Function and class documentation

Core Functions

The main entry points for reading and writing DataFrames to Zarr storage.

zarrwhals.to_zarr(df, store, *, chunks='auto', shards=None, compressors='auto', mode='w-')

Write a DataFrame to Zarr storage.

Parameters:

Name Type Description Default
df IntoDataFrame

DataFrame to write (pandas, polars, anything that can be converted to a Narwhals DataFrame).

required
store PathLike[str] | StoreLike

Path or store object.

required
chunks int | Literal['auto'] | None

Chunk size in rows, or "auto" to let Zarr decide (default: "auto").

'auto'
shards int | None

Shard size in rows (default: None).

None
compressors CompressorsLike

Compressor codec(s). Can be "auto" (Zarr default), a Zarr codec object, or None for no compression (default: "auto").

'auto'
mode ZarrWriteMode

Write mode (default: "w-"):

  • "w-": Create new store, fail if exists (safe default)
  • "w": Overwrite existing store completely
'w-'

Raises:

Type Description
FileExistsError

If mode="w-" and store already exists.

TypeError

If DataFrame type not supported.

Notes

For custom compression, pass a Zarr codec object (e.g., ZstdCodec(level=5)). See the Zarr compressors documentation <https://zarr.readthedocs.io/en/stable/user-guide/arrays/#compressors>_ for available codecs and configuration options.

Examples:

Create new store (fails if exists):

>>> import pandas as pd
>>> import zarrwhals as zw
>>> df = pd.DataFrame({"a": [1, 2, 3], "b": ["x", "y", "z"]})
>>> zw.to_zarr(df, "data.zarr")  # mode="w-" default

Overwrite existing store:

>>> zw.to_zarr(df, "data.zarr", mode="w")

With chunking and sharding:

>>> zw.to_zarr(df, "data.zarr", chunks=5000, shards=50000, mode="w")

zarrwhals.from_zarr(store, *, backend='pandas', columns=None, lazy=None)

from_zarr(
    store: PathLike[str] | StoreLike,
    *,
    backend: Literal["pandas"],
    columns: list[str] | None = None,
) -> pd.DataFrame
from_zarr(
    store: PathLike[str] | StoreLike,
    *,
    backend: Literal["polars"],
    columns: list[str] | None = None,
    lazy: Literal[True] = True,
) -> pl.LazyFrame
from_zarr(
    store: PathLike[str] | StoreLike,
    *,
    backend: Literal["polars"],
    columns: list[str] | None = None,
    lazy: Literal[False] = False,
) -> pl.DataFrame
from_zarr(
    store: PathLike[str] | StoreLike,
    *,
    backend: Literal["dask"],
    columns: list[str] | None = None,
) -> dd.DataFrame

Read DataFrame from Zarr storage.

Parameters:

Name Type Description Default
store PathLike[str] | StoreLike

Path or store object.

required
backend Literal['pandas', 'polars', 'dask']

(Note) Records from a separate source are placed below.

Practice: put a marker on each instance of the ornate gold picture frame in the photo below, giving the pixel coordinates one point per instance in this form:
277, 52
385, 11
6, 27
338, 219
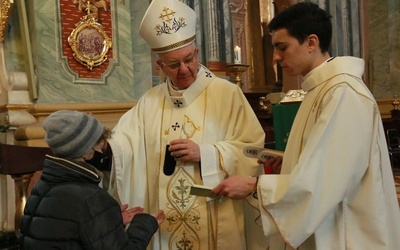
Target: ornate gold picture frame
89, 42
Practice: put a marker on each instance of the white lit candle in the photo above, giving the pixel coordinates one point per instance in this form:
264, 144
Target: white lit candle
237, 51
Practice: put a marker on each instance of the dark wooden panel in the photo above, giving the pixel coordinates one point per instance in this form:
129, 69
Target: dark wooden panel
21, 159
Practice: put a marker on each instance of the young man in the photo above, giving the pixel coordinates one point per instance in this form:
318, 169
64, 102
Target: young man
67, 209
336, 188
205, 120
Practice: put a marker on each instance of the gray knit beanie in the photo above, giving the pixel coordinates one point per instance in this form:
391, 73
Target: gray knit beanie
71, 134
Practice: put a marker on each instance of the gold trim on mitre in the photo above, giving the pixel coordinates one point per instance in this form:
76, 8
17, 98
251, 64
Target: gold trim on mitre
175, 45
168, 25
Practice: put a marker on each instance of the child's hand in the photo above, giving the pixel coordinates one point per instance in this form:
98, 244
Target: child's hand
128, 214
159, 215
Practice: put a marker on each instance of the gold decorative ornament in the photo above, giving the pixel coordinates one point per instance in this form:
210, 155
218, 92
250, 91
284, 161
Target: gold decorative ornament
5, 10
89, 42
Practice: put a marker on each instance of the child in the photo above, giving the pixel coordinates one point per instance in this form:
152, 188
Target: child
67, 209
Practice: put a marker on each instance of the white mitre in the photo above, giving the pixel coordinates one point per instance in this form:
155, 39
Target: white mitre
168, 25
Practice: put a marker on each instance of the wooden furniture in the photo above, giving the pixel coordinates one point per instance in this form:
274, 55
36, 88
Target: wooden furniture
21, 162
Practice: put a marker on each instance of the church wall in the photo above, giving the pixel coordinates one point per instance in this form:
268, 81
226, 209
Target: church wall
384, 47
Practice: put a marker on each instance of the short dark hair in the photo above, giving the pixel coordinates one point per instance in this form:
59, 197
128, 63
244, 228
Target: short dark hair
302, 20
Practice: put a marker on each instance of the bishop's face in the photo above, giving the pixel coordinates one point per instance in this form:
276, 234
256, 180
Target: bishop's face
293, 57
180, 65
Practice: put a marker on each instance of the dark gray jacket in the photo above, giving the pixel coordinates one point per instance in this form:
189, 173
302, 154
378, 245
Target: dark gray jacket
68, 210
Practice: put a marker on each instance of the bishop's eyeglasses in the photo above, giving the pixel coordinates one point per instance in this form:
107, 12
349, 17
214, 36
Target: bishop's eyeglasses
176, 65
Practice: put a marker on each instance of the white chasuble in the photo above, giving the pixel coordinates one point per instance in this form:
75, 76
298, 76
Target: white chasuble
214, 114
336, 188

Target backend: "pandas", "polars", or "dask" (default: "pandas").

'pandas'
columns list[str] | None

Optional columns to read (default: all).

None
lazy bool | None

For polars only: return LazyFrame (True) or DataFrame (False). Defaults to True for polars. Not applicable to pandas or dask.

None

Returns:

Type Description
DataFrame | DataFrame | LazyFrame | DataFrame

DataFrame or LazyFrame in requested backend.

Raises:

Type Description
ValueError

If store missing, columns not found, or invalid lazy/backend combination.

FileNotFoundError

If store path doesn't exist.

Examples:

>>> import zarrwhals as zw
>>> df = zw.from_zarr("data.zarr", backend="pandas")
>>> lf = zw.from_zarr("data.zarr", backend="polars")
>>> df = zw.from_zarr("data.zarr", backend="polars", lazy=False)
>>> ddf = zw.from_zarr("data.zarr", backend="dask")
>>> df = zw.from_zarr("data.zarr", backend="pandas", columns=["a", "c"])

zarrwhals.get_spec(store)

Get DataFrameGroupSpec from a Zarr store.

Parameters:

Name Type Description Default
store PathLike[str] | StoreLike

Path or store object.

required

Returns:

Type Description
DataFrameGroupSpec

Validated spec with metadata and structure.

Raises:

Type Description
ValueError

If store structure invalid.

FileNotFoundError

If store path doesn't exist.

Examples:

>>> import zarrwhals as zw
>>> spec = zw.get_spec("data.zarr")
>>> print(spec.attributes.column_order)
['a', 'b', 'c']